After placing my two large suitcases on the floor I walked back into the hall. I had noticed a portrait hanging over a small table. The portrait was of a young woman. She had long dark hair and the bluest eyes I had ever seen. She was dressed in a green dress with a high neck lace collar. I wondered if this was Regina, as she did resemble my grandmother Emma, her sister. She was beautiful. I looked over the other bedrooms quickly and noticed the one bathroom down the hall. It was very quaint with a four legged bath tub. The commode had a large wooden box above it. Hanging down from the box was a chain about three feet long with a wooden handle hanging on the end of the chain. I pulled on the chain and the toilet flushed. Calvin had said they had installed indoor plumbing inside the house around 1912. My guess was that's about the last time anyone ever did any modernizing to this house. One thing I kept noticing was that everything was so well kept. It was old, but looked new.

I started downstairs talking to myself. Victoria, you have plenty of time to inspect this big old house. Let's eat.

After I had my light supper, with a little searching I found an old tea kettle. It took me a few minutes to figure out how to turn on the old gas jets on the four legged stove, but I succeeded in preparing myself a cup of tea and took it upstairs with me to prepare to turn in. I was tired from the long drive up and the excitement of my new surroundings and I wanted to get a good night's sleep and a fresh start in the morning. I blamed my tiredness for letting my imagination run away with me earlier too.

I drank my tea and placed the tea cup on the night stand next to the bed and laid down. The bed felt so good. Like it was the most comfortable bed I had ever slept on. I just seemed to sink into it. I must have dozed off for a while. But I was suddenly awakened by a cry. It was more like a wail of someone who was in distress. It was so sad sounding, it sent chills up and down my spine. The cry sounded very much like the cry from the girl on the road. I bolted out of bed and turned on every light in the room. Looking around the room, I saw nothing amiss.

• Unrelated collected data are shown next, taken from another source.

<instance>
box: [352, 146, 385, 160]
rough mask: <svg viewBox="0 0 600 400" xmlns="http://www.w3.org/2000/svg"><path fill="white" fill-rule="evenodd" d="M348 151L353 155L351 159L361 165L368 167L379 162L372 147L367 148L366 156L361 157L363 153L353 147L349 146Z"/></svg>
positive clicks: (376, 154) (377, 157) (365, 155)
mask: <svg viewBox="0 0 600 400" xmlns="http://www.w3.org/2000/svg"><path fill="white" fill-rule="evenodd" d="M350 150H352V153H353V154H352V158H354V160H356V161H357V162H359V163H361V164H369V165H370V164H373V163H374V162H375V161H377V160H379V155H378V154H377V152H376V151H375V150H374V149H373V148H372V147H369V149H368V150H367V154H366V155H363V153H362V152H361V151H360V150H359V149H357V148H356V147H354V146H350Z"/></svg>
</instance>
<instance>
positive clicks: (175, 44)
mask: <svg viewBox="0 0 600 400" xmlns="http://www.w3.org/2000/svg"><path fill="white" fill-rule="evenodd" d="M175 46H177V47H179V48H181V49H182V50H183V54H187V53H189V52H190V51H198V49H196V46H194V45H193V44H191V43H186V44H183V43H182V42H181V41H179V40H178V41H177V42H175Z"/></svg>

Great, now I was having nightmares. "Victoria." You're a grown woman. You've always wanted to be independent. Here's your chance. That's it! Talking to myself again, really. I undressed and reached into my bag for my large Tee shirt I always wore to bed, and slipped it on.

I glanced at the suitcases and thought about how my clothes would get awfully wrinkled just sitting there in the suitcase all night, but I was just too tired to deal with unpacking. I turned out the lights, walked over to the window and opened it a little wider, jumped into bed and snuggled under the covers. I fell asleep quickly and the rest of the night was uneventful.